Somewhere between $1.00 and $1,000,000.00 per month.

Just kidding. The question you asked is difficult to give you an answer with any degree of accuracy, but you aksed for it.

Coffee shops realistically range between the $100,000 per year and up to the $2,000,000 mark. Of course the upper range would be a super high volume location in a densely populated area, so let's drop it to a little more realistic $1,000,000 upper range. If you break that down to daily sales, you are looking at a range of say about $200 or $300 a day up to about $3,000 or more a day.

Now look at the location you are looking at. Is it high foot traffic? Next to a college? Thriving business district? Competition?

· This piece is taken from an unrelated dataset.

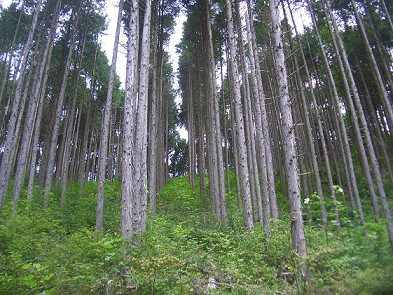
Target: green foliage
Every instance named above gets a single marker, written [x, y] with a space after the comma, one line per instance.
[56, 251]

All these things add up to an "average" (if there is such a thing) coffee shop doing $1000 a day.
 
predicting sales

Hi JpsCoffee, I am currently creating my business plan for a coffee shop in the works to open in the next year. Getting a good realistic prediction is one of the tough parts! What you said sounds very logical, but how do you go about making predictions when you do not have the location yet? If I'm using my business plan to get the funding to look for a location, do I use assumption of the type of location? Or would it be better to offer multiple scenarios for a prediction?
 
Honestly, if you are looking to get a business loan strictly from your good looks :grin: , your business plan, and your sales predictions it may be tough. Bankers often don't care about anything except having collateral. Especially in the tought start up food arena.

Now, to answer your question. Yes, I would use the location for a traffic count and sales assumption. Location makes ALL the difference in the world.

Jack
 
Sometimes startup operations have a better chance of obtaining bank financing when combined with SBA guarantees. The business owner will have to do the paperwork and pay some fees. This is not a lock that a bank will do the deal but it could help in obtaining a loan. Banks know about the high failure rate of new food/beverage operations and will be cautious about extending credit to an unproven owner.

Sometimes taking out a 2nd mortgage on a home or using a home equity line of credit is a better choice. It may be less difficult than the SBA or traditional business credit approaches.
 
Jack,

Bankers often don't care about anything except having collateral.

That's a misleading statement becaues there's more to it than that. Banks can make unsecured loans and secured loans to businesses. On a secured loan, banks will always look at the primary source of repayment as the basis for determining how risky a loan is. This would obviously be the income generated by the business. If the business plan is sound and assumptions used to create the proforma income statement are sensible and on the conservative side the bank will be more comfortable extending credit. Always list any assumptions used in creating your financial projections so the bank may know how you arrived at your figures.

The liquidation of equipment is a secondary form of repayment. Most banks don't want used restaurant equipment because it is difficult for them to resell. Thus, they will require larger equity from the borrower.

The third form of repayment would come from the personal guaranty of the borrowers themselves.

Strong borrowers generally get lower rates and "looser" credit terms.

Risky borrowers generally get higher rates and have to put up more collateral, inject more equity and provide personal guarantees.

Mark
 
Mark,

Thanks for clarifying. You seem to know more about the subject than I do. What I learned came through my start-up, my relationship with my banker and subsequent business ventures. I am sure banks, bankers, and boards of directors vary as much from bank to bank as coffee quality does from shop to shop (excepting a lot more regualtion).